The Bureau of Ocean Energy Management, Regulation and Enforcement (BOEMRE) is continuing to oversee Apache Corp.’s source control efforts for a natural gas leak near East Cameron Block 278 Platform B in the Gulf of Mexico.
Under the oversight of BOEMRE, Apache Corp has deployed a remotely operated vehicle (ROV) to evaluate the safety issues associated with re-boarding the platform. If the platform can be re-boarded safely, source control measures can be taken using equipment on the facility. Planning has begun for the drilling of a relief well in the event the platform cannot be re-boarded.
A BOEMRE Lake Charles District engineer initially received the report of a potential leak on January 16, at approximately 10 a.m. According to Apache’s report, the operator was in the process of permanently plugging its associated non-producing natural gas wells when workers spotted what appeared to be natural gas bubbling to the surface near the platform. The platform was safely evacuated and the associated pipelines and facilities have been successfully shut in.
BOEMRE inspectors conducted a second aerial review of the site today, January 18. They observed no apparent changes to the bubbling and discolored water initially found near the platform. The discolored water may possibly be a mixture of sediment from the ocean floor, gas, and formation water. Oil is not believed to be present other than in small amounts of condensate, which quickly evaporates.

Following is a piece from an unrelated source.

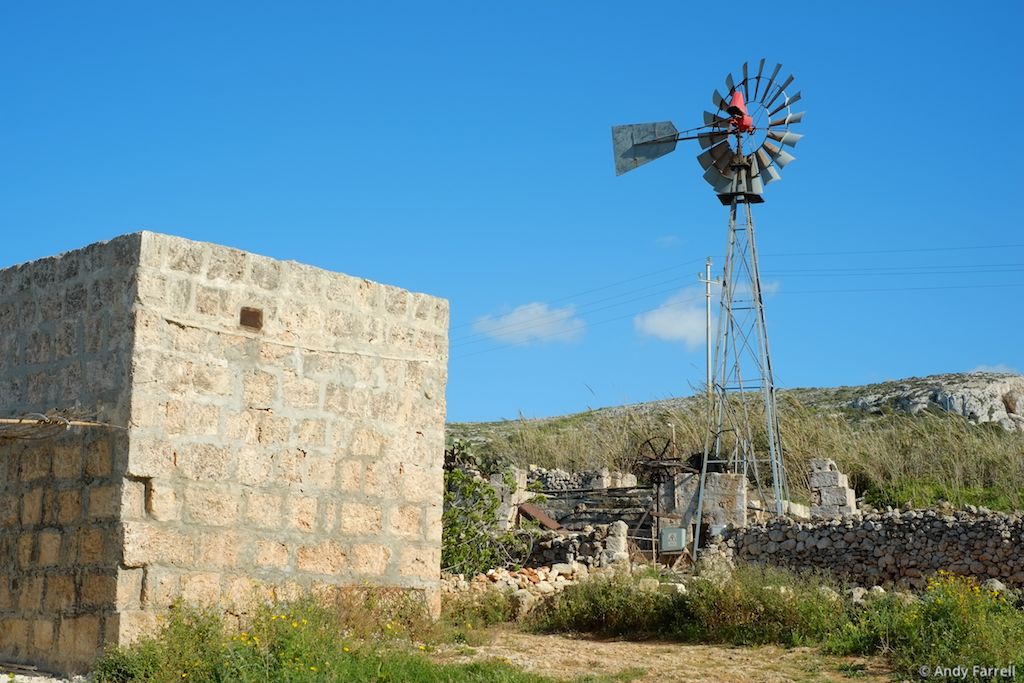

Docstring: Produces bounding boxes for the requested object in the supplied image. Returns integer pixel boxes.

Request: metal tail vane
[611,59,804,557]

BOEMRE has notified other agencies and is continuing to closely oversee the situation. BOEMRE will also conduct an investigation of the incident.
The platform is located approximately 93 miles offshore Louisiana, south of Lake Charles, in about 173 feet of water. The platform, which has not been in production for nearly a decade, is currently used to process natural gas and condensate from other facilities.